In this study, we focused on improving the long-term implant stability of patient-specific acetabular implants for large bone defects and tuning their biodegradable behavior. To improve the long-term implant stability, a surrogate-based optimization approach was implemented that sought to reduce implant-induced stress shielding by adjusting the stiffness of an acetabular implant. The optimized stiffness was subsequently translated into a porous implant design of varying porosity. In the initial stage of developing a computational workflow containing both the patient-specific optimization routine and the biodegradation model, the geometry of the acetabular component of the implant was assumed to be only the cup by ignoring the additional back-parts, all of which is designed to be porous and made from biodegradable materials (Fig. 10.2). Although this assumption was made for demonstration purposes and simplifying the geometry of the optimization model, the workflow can be applied to the full acetabular implant setup consisting of a cup-shaped non-degradable part (combined with a polyethylene cup) and a patient-specific porous degradable part matching the patient’s bone geometry in the future.

Demonstration of the simplified patient-specific acetabular implant used in the current study to demonstrate the developed computational workflow, which assumed to have a porous structure on its back made from biodegradable metals, a) the large bone defects in the hip bone, b) the implant used for fixing the problem in the total hip arthroplasty surgery, c) the porous structure on the back of the implant, which is assumed to be biodegradable for demonstration purposes. This part is made from non-degradable materials in real-case scenarios to provide support to the patient-specific degradable part attached to it (Fig.
Figure 10.2: Demonstration of the simplified patient-specific acetabular implant used in the current study to demonstrate the developed computational workflow, which assumed to have a porous structure on its back made from biodegradable metals, a) the large bone defects in the hip bone, b) the implant used for fixing the problem in the total hip arthroplasty surgery, c) the porous structure on the back of the implant, which is assumed to be biodegradable for demonstration purposes. This part is made from non-degradable materials in real-case scenarios to provide support to the patient-specific degradable part attached to it (Fig. 1). Polyethylene liner is not shown.

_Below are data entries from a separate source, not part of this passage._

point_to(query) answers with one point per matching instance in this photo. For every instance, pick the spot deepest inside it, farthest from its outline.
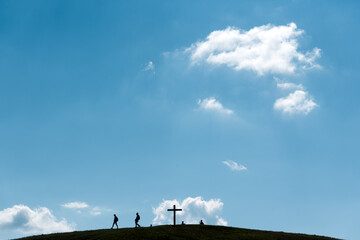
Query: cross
(174, 210)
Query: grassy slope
(188, 232)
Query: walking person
(137, 220)
(115, 222)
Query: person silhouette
(115, 222)
(137, 220)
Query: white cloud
(234, 165)
(21, 218)
(75, 205)
(211, 104)
(297, 102)
(150, 66)
(193, 210)
(289, 86)
(264, 49)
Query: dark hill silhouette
(179, 232)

A quantitative mathematical model of the degradation process is a useful tool for tuning the biodegradation and material release rate, allowing researchers to study the biodegradation behavior of any desired implant in silico (in the computer) prior to conducting any in vitro or in vivo experiments. Developed mathematical models can be simulated using efficient numerical schemes such as the finite element method. The primary challenge here will be achieving a high numerical accuracy at the interface between the implant and surrounding tissue in the body since the interface plays an important role in the degradation phenomena. Increased accuracy means increased computational cost and resources (especially time), but high-performance computing (HPC) techniques can be used to overcome this challenge.

The implant design optimization (surrogate-based and topology optimization) is the PhD work of Fernando Perez-Boerema (in preparation), that is extended in this chapter with a model of the metal biodegradation process. Hence, the focus of the description here will be on the coupling with the degradation module as well as the improvement of the use of HPC techniques.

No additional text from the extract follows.